Nach Auffassung Dirksens werden spätestens im Laufe des nächsten Jahres die Räumungstitel ungültig. „Eine Nichtentscheidung über den politischen Weg ist auch eine Entscheidung“, gibt Dirksen zu bedenken. Gegenüber der „Welt am Sonntag“ äußerte der Hafenrand-Chef, seine stadtstaatliche Gesellschaft würde durch die politischen Vorgaben momentan den Eindruck erwecken, „daß wir nicht wirklich räumen wollen“. Dirksen: „Im nächsten Jahr nimmt uns kein Gericht mehr ein Rechtsschutzbedürfnis ab.“

Die Hafenrand GmbH war kurz mach der Bürgerschaftswahl durch Bürgermeister Henning Voscherau zum Stillhalten verpflichtet worden, als er den HafensträßlerInnen im Zusammenhang mit der sogenannten „Randbebauung“ überraschend eine Galgenfrist einräumte. Würden sie den Neubau auf dem Nachbargrundstück dulden, sollte dies vielleicht durch eine Bestandsgarantie honoriert werden.
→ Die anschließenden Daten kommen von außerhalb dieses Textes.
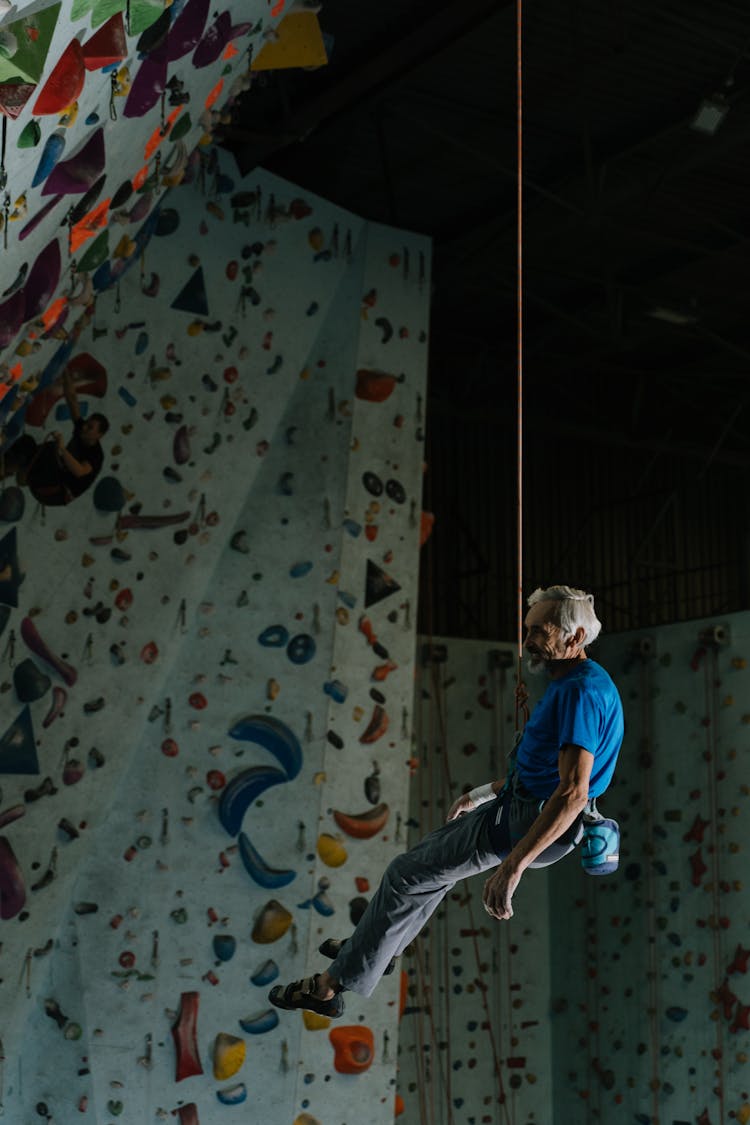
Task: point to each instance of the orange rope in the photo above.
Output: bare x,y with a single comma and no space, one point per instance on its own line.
520,279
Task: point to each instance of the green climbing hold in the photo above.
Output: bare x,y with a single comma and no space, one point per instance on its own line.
29,135
97,253
182,125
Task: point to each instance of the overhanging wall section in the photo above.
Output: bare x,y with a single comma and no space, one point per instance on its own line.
250,609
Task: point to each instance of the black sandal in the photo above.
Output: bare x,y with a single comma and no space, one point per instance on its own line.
332,945
300,995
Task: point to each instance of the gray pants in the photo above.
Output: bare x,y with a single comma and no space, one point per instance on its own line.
414,885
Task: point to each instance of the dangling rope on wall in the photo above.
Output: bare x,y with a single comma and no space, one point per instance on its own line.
522,708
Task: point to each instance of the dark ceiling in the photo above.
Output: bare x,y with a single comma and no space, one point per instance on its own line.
635,224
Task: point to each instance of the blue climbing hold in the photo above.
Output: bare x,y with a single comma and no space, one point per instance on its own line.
273,637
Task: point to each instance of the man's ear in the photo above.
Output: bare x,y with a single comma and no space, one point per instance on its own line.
577,639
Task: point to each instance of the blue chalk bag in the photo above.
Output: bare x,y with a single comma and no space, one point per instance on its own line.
599,849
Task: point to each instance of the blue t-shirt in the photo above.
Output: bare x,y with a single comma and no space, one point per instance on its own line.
584,709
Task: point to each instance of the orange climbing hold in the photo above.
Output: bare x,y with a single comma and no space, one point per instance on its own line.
271,924
353,1049
362,825
375,386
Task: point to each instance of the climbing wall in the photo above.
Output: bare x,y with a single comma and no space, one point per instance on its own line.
657,1025
207,667
475,1040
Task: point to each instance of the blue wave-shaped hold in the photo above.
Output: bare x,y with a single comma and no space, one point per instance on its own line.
258,1025
240,793
258,869
273,736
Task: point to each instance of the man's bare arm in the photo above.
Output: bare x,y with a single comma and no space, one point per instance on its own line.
558,815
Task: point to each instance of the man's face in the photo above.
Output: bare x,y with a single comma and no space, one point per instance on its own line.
543,641
90,432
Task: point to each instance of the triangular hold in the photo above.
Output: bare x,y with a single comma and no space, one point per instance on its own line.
106,46
378,585
18,746
33,35
192,297
10,575
80,171
299,43
64,83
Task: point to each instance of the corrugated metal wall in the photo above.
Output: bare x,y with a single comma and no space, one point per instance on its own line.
657,538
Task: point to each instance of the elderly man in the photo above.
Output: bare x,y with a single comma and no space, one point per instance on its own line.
57,473
530,819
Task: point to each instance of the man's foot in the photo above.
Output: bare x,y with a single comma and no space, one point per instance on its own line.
332,945
309,996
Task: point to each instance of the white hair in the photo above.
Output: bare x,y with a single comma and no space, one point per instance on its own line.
575,610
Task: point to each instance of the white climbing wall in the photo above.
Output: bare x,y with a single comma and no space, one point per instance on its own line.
614,999
283,600
475,1042
660,1025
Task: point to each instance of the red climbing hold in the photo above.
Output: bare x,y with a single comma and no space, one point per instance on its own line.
697,867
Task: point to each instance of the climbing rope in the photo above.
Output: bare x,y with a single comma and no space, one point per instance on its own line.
522,708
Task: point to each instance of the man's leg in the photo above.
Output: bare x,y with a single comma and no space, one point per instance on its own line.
410,890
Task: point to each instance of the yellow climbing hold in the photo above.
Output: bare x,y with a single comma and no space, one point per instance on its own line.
228,1055
331,849
271,924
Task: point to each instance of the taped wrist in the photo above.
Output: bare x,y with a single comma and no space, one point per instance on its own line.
481,793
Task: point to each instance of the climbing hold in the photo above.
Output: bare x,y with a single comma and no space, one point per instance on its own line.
353,1049
150,653
192,297
256,867
375,386
30,683
271,924
242,791
331,851
273,637
377,727
234,1096
109,495
228,1055
12,888
181,446
51,154
18,746
372,483
224,946
273,736
378,585
260,1024
186,1038
396,492
300,648
335,690
363,825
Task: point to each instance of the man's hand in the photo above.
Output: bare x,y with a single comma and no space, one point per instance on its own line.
498,891
462,804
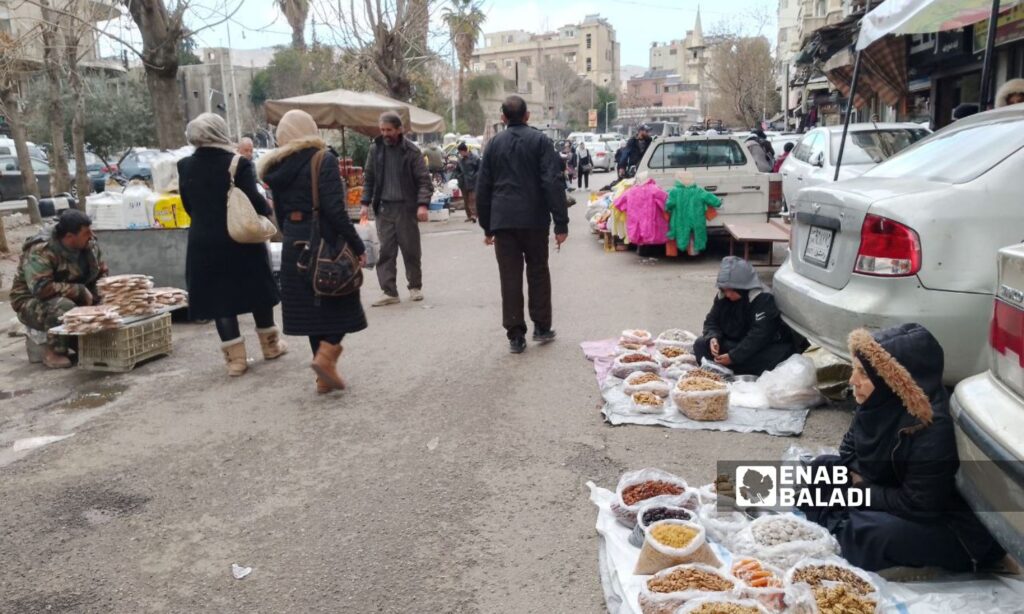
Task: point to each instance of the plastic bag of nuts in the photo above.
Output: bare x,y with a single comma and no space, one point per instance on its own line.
670,588
682,541
646,486
784,539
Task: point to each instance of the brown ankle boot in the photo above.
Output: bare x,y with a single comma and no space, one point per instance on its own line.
270,343
326,365
235,355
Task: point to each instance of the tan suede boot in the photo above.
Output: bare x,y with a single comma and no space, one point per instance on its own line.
326,365
270,343
235,355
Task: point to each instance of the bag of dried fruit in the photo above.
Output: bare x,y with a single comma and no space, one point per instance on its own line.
633,362
646,382
670,542
722,527
760,581
833,585
722,605
637,488
783,539
670,588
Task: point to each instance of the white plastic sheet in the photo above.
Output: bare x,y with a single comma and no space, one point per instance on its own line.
964,593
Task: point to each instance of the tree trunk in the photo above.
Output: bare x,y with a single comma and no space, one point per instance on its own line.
59,181
20,135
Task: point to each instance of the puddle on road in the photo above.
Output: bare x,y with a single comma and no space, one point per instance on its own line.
93,398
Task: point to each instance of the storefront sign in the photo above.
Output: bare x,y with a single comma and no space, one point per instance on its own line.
1009,28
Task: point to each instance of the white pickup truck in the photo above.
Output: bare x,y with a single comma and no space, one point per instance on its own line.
722,166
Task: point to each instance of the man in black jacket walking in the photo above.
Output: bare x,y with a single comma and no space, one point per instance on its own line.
519,192
397,186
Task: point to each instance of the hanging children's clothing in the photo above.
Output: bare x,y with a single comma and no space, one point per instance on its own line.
687,206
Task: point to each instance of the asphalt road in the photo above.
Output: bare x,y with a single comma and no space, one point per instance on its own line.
450,478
Dirksen zur taz: „Wir kommen doch nicht drum rum, daß die Politiker endlich eine eindeutige Entscheidung über den weiteren Weg treffen.“ Laute der Beschluß, die Häuser stehen zu lassen, müsse das weitere Procedere ausgelotet werden: „Instandsetzung oder Übereignung - und woher kommen die Mittel.“

Bislang hatte die Hafenrand GmbH ihre Planung voll auf Abriß und Neubau konzentriert. „Die Instandsetzungskosten sind fast genauso hoch wie die Neubaukosten“, rechnet Dirksen vor. Dennoch könnte er auch mit einer anderen Lösung leben. „Wenn die Häuser stehen bleiben, würde mir das keine große Schmerzen verursachen.“

In der Tat hat die Hafenrand GmbH in den vergangenen Monaten ihre harte Line aufgegeben. So vermietete das Unternehmen in den Pinnasberg-Neubauten Räume an eine Stadtteil-Kindertagesstätte – vor zwei Jahren noch Zankapfel zwischen Anwohnern und GmbH. Und auch beim geplanten Hafen-Neubau folgt die Gesellschaft nun Anregungen von Kritikern und Hafensträßlern und möchte das Gebäude um eine Etage auf fünf Stockwerke aufstocken. Dirksen: „Das macht nicht nur städtebaulich Sinn, sondern schafft noch acht zusätzliche Wohnungen.“ In der Auseinandersetzung um die „Randbebauung“ hatte Immobilien-Zar Robert Vogel immer wieder davor gewarnt, daß die ursprüngliche Vier-Stock-Planung einmal als Argument herangezogen werden könnte, einen Abriß der höheren Hafenstraßen-Häuser aus städtebaulichen Gründen durchzusetzen.